La dama de Corbeau, una señora regordeta que siempre se maquillaba de la forma más exagerada posible, se puso de pie bastante furibunda, mientras intentaba caminar hacia el altar junto con dos de sus hijos que le ayudaban a dar cada paso.

¡Forastero! ¡¿Que no escucha?! ¡Insolente! ¡Deberían juzgarlo por desafiar a la autoridad!

Las demás personas parecían concordar con ella, como siempre, en temor de contradecir su "ley"; yo no estaba de acuerdo con ella, nunca lo estaba y en esta ocasión mucho menos, aquel hermoso ser solo tenía curiosidad y hasta yo, un niño, podía entender eso.

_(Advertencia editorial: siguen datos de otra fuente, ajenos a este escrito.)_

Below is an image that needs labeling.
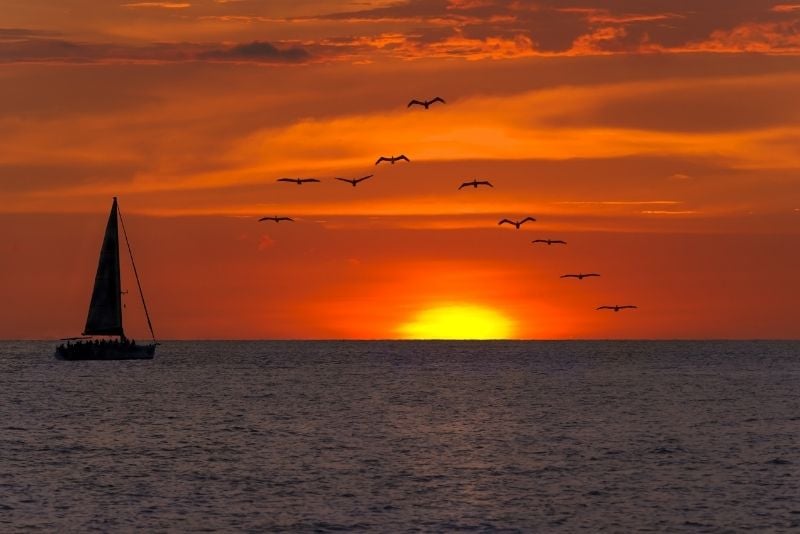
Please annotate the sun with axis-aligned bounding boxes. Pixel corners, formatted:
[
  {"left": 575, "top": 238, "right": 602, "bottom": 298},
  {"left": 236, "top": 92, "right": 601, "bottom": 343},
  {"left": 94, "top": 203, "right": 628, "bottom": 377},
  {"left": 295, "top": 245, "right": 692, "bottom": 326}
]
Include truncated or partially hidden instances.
[{"left": 398, "top": 304, "right": 514, "bottom": 339}]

Aun así el joven no reaccionó ante las amenazas, seguía inmerso en sus pensamientos, en devorar detalles y fue así como noté un cambio en su mirada al fijarse en el demonio a los pies de San Miguel; parecía estar disgustado con eso y se volteó hacia la guardia del pueblo, llamando mucho más la atención de todos. Él caminó hacia ellos, parecía como si acatara sus exigencias, pero nos sorprendió a todos cuando le arrebato la espada al capitán con una velocidad sobre humana y se volteó de la misma manera hacia la estatua en cuestión; le miraba con un notable odio que helaba los huesos.

—Adulador.— Aquellas palabras ofendieron a muchos de los presentes, mientras este empuñaba la espada con la mano izquierda (lo que me pareció muy curioso, ya que no era usual encontrar un espadachín zurdo en estas tierras).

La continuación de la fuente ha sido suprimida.